Edgewell Personal Care Company (NYSE:EPC) Q1 2023 Earnings Call Transcript

Operator: Our next question comes from Olivia Tong from Raymond James. Please go ahead with your question.

Devin Weinstein: Hi, this is Devin Weinstein on for Olivia. I appreciate you taking our questions. Wanted to ask a little bit more about Billie if we could. First I guess another way to ask about the current quarter the actual performance versus your outlook implies around additional $1 million or so inorganic revenue versus what you guys were expecting. So I was curious what specifically drove that surprise? First, your initial outlook. And then also want to ask a little bit about you reporting or the shift in your reporting now including Billie sales in Sun and Skin. Just wanted to us, I mean, that would suggest that there’s either an acceleration in the X razors business or perhaps you guys are focusing more so there. So I just want to ask about your plans around the business X razors and then longer term, if you could give us an idea of how you’re thinking about the organic sales algo for Billie and what gives you confidence around that kind of number?

Dan Sullivan: Yes, good morning Dan. On the first question around organics in the quarter versus inorganics, there has been no change in our thinking in what we built when we developed the outlook, quite honestly, it’s a bit clunky. You’ve got two months of inorganic and one month of organic, and depending what shift when it’s being recognized as one or the other. I wouldn’t view that as any fundamental shift in the business. I think the broader point you’re making though on Billie is exactly how we see the brand and what made it so attractive when we bought it a little over a year ago, which is it’s clear right to move into adjacent categories. And that which started as a shave brand absolutely has the right and the runway to become a women’s lifestyle brand.

That’s what we saw when we looked at buying it. And that’s absolutely what the team is committed to building Billie. So you’re starting to see that migration now, it’s not as pronounced in 2023 because we’re more focused on the pure retail expansion, but you will absolutely see a slightly broader assortment in 2023, which lends your point on skincare like products and then much bigger gains, much broader offering as we look to 2024 and beyond.

Devin Weinstein: Thank you, I appreciate that. And if I could just follow-up with one more quick one, just in regards to your guys increased outlook on the operating margin I just wanted to get an idea if you continue to recognize improved productivity versus outlook today, or perhaps cost alleviate versus where you’re seeing them today? How you balance further investment into your brands versus more direct flow through on EPS? Thank you.

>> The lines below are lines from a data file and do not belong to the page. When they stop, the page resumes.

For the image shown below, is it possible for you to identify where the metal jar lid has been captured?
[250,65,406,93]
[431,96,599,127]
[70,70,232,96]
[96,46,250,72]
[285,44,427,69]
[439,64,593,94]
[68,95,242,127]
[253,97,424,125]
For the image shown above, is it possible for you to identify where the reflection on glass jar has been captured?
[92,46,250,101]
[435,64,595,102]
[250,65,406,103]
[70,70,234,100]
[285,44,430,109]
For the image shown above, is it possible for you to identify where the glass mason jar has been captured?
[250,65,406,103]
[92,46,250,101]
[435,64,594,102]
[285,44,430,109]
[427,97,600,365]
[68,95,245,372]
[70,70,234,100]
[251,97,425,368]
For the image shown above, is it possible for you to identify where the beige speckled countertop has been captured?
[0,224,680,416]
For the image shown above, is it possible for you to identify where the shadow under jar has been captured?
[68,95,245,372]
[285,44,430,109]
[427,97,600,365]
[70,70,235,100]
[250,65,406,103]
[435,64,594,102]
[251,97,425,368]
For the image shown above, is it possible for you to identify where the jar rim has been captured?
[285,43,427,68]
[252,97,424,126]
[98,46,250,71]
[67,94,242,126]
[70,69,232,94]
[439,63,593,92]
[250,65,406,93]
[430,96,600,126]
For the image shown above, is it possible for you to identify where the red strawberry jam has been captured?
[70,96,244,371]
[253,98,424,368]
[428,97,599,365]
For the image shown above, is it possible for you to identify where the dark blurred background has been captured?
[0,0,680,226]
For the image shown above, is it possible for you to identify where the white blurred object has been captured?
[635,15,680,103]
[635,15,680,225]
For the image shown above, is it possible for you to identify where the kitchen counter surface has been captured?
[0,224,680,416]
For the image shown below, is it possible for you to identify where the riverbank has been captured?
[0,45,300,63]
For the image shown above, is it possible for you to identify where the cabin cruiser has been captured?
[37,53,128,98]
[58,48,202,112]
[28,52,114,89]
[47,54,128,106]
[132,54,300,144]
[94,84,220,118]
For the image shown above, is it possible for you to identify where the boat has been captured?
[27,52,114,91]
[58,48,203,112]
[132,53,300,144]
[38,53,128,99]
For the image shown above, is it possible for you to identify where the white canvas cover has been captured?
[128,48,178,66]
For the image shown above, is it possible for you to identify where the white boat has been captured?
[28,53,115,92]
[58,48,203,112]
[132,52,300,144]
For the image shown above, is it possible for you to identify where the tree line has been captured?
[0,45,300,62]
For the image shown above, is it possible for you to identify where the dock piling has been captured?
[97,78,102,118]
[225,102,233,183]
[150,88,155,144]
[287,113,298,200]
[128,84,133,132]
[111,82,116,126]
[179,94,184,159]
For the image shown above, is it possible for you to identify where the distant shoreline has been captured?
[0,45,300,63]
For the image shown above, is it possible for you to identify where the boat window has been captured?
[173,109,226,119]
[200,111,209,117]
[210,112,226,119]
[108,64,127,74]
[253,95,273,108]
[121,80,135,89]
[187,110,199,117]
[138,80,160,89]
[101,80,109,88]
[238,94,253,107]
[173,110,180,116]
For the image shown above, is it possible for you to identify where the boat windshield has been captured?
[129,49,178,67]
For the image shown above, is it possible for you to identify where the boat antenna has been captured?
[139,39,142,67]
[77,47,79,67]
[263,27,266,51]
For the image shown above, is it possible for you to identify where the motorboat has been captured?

Dan Sullivan: Yes, sure. Good question. Look, we saw overhead favorability in the quarter. And as we said in the prepared remarks most of the A&P favorability was simply phasing and probably half of the G&A was phasing. The other half is structural. And I think what it points to is we’ve been pretty intentional in our focus around driving costs out of the business. Obviously majority of it done in COGS, the G&A has always been a portion of that. And in fact, in our current outlook €“ in our original outlook, we’d estimated about $13 million of cost takeout in G&A. We’re going to beat that. And again, some of that came from Q1, but it also comes from line of sight to pulling forward a lot of the work the teams have been doing here around productivity and efficiency of spend.